From 2009 to 2010, Mädiev served as deputy chairman of the Board of the "KAZYNA CAPITAL MANAGEMENT" JSC, and in the years 2010 to 2014, he worked as the Managing Director-Member and deputy chairman of the Board of the Development Bank of Kazakhstan.

Starting from 2014 and ending with 2015, he held various managing position in the National Bank of Kazakhstan. Afterwards, from 2017 to 2018, Mädiev was acting vice president, vice president for finance of Kazakhstan Temir Joly. In 2018 he became President of the department.

On 9 April 2019, Mädiev appointed as the Vice Minister of National Economy of Kazakhstan. From 1 October 2020 to 13 January 2022, he served as the deputy chairman of the Agency for Strategic Planning and Reforms of Kazakhstan.

On 14 January 2022, it was announced that Mädiev was appointed as First Deputy Minister of Digital Development, Innovation and Aerospace Industry, becoming the Vice Minister to controversial Bağdat Musin. In October 2022, he also became the General Manager of Binance Kazakhstan.

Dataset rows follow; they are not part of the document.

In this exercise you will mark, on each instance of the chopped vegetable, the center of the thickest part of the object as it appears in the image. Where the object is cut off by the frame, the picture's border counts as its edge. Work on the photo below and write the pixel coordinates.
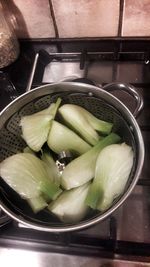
(62, 138)
(27, 149)
(37, 203)
(51, 168)
(82, 169)
(113, 167)
(84, 123)
(70, 206)
(25, 173)
(35, 127)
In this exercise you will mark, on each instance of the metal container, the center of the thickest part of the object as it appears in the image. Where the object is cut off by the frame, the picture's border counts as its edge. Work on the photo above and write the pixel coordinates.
(98, 101)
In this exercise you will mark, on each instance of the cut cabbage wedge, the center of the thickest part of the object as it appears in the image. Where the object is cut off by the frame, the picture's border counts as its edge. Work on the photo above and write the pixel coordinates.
(51, 167)
(37, 204)
(82, 169)
(26, 174)
(35, 127)
(84, 123)
(113, 167)
(62, 138)
(70, 206)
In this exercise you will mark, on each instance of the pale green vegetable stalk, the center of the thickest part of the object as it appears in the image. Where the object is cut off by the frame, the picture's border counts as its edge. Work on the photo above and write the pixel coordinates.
(27, 149)
(62, 138)
(35, 127)
(75, 119)
(113, 167)
(37, 204)
(51, 167)
(82, 169)
(84, 123)
(70, 206)
(26, 174)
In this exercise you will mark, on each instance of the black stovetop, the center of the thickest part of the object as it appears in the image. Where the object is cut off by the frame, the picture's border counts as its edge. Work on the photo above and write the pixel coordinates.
(127, 231)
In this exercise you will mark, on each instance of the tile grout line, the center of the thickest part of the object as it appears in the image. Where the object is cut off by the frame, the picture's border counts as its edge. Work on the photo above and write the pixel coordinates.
(122, 2)
(53, 18)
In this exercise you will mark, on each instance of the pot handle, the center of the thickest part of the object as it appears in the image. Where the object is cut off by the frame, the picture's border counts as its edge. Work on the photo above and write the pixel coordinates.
(131, 91)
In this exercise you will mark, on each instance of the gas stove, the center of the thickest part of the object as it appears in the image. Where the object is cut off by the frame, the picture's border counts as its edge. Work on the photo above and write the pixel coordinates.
(125, 235)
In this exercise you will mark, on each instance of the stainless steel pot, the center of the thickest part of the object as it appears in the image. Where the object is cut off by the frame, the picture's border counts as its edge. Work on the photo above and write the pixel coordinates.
(98, 101)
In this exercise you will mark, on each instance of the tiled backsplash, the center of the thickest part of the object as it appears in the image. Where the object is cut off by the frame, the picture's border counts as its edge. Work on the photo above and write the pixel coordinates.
(81, 18)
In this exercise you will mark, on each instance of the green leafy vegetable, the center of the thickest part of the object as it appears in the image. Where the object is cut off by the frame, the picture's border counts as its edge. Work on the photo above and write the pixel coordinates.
(82, 169)
(70, 206)
(35, 128)
(26, 174)
(62, 138)
(52, 170)
(37, 203)
(84, 123)
(113, 167)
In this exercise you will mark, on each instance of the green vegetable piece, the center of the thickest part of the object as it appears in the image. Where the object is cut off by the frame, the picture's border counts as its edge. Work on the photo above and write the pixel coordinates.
(70, 206)
(84, 123)
(35, 127)
(27, 149)
(26, 174)
(113, 167)
(82, 169)
(62, 138)
(52, 170)
(37, 204)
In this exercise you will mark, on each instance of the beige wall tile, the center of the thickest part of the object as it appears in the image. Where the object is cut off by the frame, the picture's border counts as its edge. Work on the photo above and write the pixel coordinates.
(33, 18)
(86, 18)
(136, 18)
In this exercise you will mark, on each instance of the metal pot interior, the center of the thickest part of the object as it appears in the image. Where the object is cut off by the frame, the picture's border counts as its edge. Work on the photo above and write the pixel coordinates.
(11, 142)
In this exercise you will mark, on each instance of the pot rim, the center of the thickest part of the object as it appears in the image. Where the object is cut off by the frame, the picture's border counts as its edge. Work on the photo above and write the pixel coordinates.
(123, 109)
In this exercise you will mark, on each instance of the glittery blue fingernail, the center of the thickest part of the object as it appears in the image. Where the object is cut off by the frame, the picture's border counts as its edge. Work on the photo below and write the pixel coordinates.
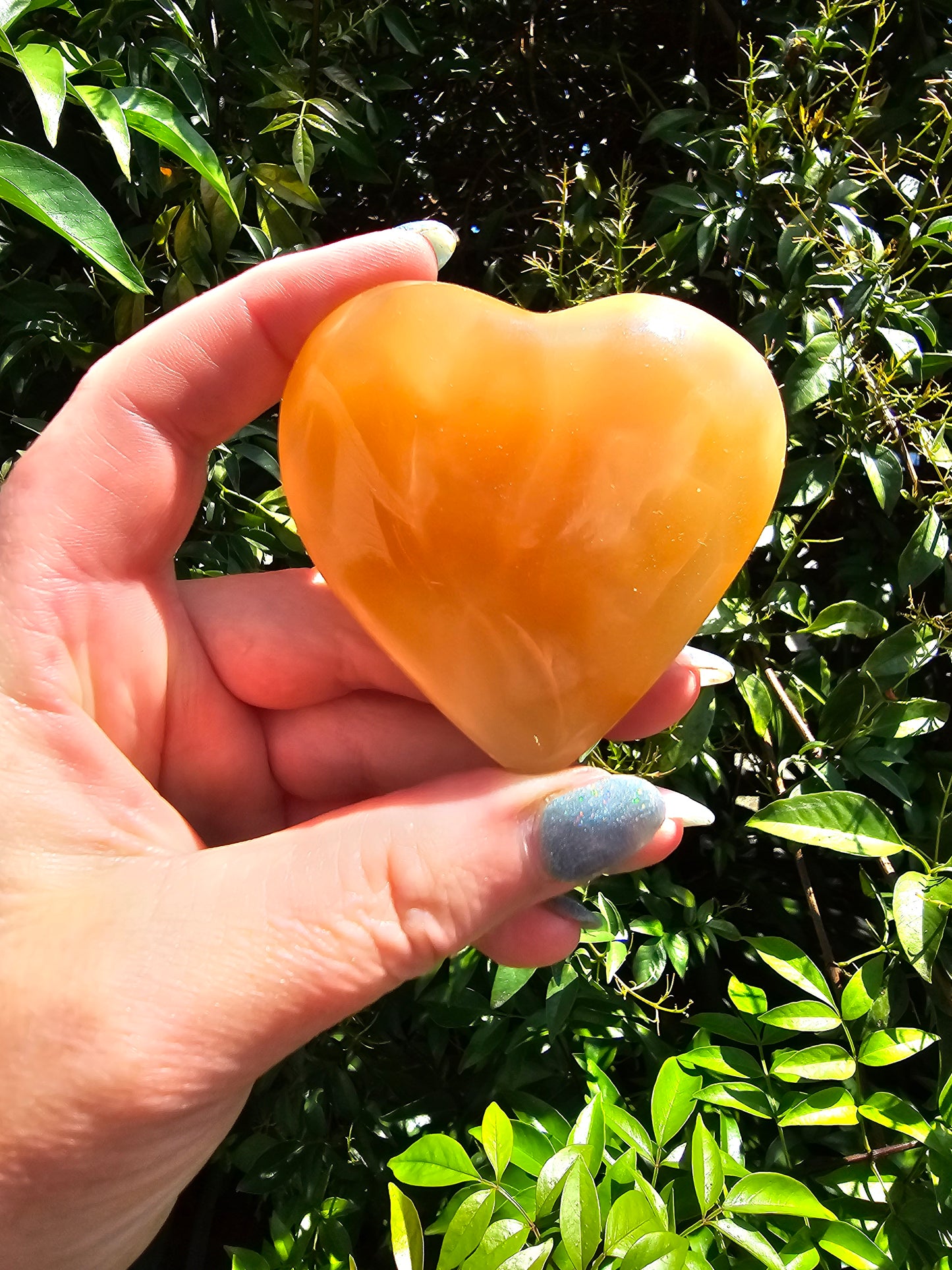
(596, 828)
(567, 906)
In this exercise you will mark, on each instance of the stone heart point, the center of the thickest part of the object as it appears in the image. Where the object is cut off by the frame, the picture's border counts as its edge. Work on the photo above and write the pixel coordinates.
(531, 513)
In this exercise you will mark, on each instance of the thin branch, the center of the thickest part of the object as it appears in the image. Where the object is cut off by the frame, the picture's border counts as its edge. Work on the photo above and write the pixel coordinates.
(867, 1157)
(833, 972)
(800, 722)
(315, 46)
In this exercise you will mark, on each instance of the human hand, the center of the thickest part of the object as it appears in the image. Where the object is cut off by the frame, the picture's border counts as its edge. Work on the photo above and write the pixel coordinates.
(145, 982)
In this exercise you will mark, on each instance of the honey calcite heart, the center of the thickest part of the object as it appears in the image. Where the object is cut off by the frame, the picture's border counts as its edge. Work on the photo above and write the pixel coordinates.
(531, 513)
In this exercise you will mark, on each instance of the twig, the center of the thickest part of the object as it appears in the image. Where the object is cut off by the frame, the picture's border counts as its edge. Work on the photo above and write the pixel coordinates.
(315, 46)
(833, 971)
(723, 18)
(866, 1157)
(801, 724)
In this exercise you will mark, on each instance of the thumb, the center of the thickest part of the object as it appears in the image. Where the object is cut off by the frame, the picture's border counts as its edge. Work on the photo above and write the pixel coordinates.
(264, 944)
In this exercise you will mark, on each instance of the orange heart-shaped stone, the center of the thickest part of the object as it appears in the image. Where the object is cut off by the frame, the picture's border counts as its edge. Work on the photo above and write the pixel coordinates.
(531, 513)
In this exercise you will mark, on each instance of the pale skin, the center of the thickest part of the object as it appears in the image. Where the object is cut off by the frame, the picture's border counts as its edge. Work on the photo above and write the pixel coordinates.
(145, 981)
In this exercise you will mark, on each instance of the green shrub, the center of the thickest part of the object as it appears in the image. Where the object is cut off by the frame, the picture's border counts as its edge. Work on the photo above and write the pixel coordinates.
(785, 165)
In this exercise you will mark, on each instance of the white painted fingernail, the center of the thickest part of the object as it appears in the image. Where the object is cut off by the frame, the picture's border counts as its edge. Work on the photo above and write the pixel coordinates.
(439, 237)
(686, 811)
(710, 667)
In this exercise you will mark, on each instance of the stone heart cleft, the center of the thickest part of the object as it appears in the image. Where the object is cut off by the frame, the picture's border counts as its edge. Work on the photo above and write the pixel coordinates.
(531, 513)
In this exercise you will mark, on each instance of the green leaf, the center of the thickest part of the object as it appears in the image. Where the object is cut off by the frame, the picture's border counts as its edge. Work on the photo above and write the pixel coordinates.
(924, 553)
(914, 718)
(895, 1113)
(894, 1044)
(862, 990)
(758, 699)
(746, 998)
(434, 1160)
(672, 1099)
(501, 1241)
(706, 1166)
(589, 1132)
(806, 480)
(826, 1107)
(750, 1241)
(773, 1193)
(405, 1231)
(798, 1252)
(154, 116)
(814, 1063)
(839, 821)
(802, 1016)
(498, 1138)
(900, 654)
(852, 1248)
(466, 1230)
(56, 198)
(741, 1095)
(551, 1178)
(302, 153)
(174, 59)
(847, 618)
(283, 183)
(813, 372)
(399, 27)
(793, 964)
(46, 74)
(919, 925)
(630, 1217)
(579, 1218)
(885, 473)
(658, 1252)
(528, 1259)
(508, 981)
(623, 1126)
(244, 1259)
(105, 109)
(723, 1060)
(901, 345)
(729, 1025)
(531, 1148)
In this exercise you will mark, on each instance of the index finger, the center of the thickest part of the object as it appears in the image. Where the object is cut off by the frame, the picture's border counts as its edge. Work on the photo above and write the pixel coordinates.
(113, 483)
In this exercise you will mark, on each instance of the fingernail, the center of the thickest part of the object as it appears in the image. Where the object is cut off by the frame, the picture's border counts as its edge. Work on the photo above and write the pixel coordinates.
(594, 828)
(565, 906)
(686, 811)
(439, 237)
(710, 667)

Following Bağdat Musin's "willing" resignation in April 2024, the ministerial post was briefly left vacant. On 6 May 2024, President Kassym-Jomart Tokayev then appointed Mädiev as the new Minister of Digital Development, Innovation and Aerospace Industry. Following the reorganization of the ministry into the Ministry of Artificial Intelligence and Digital Development, Madiev was appointed Deputy Prime Minister and Minister of Artificial Intelligence and Digital Development on 29 September 2025.

== Personal life ==
Jaslan Mädiev is married to Mayra Turğanova, second daughter of Kazakh politician and deputy of Mäjilis Düisenbai Turğanov.

== Awards and decorations ==
Mädiev's awards and decorations include:
- Medal for Distinguished Labor (December 2020);
- Medal "for 20 years of Kazakhstan's independence" (2011);
- Letter of gratitude from the Chairman of Samruk-Kazyna.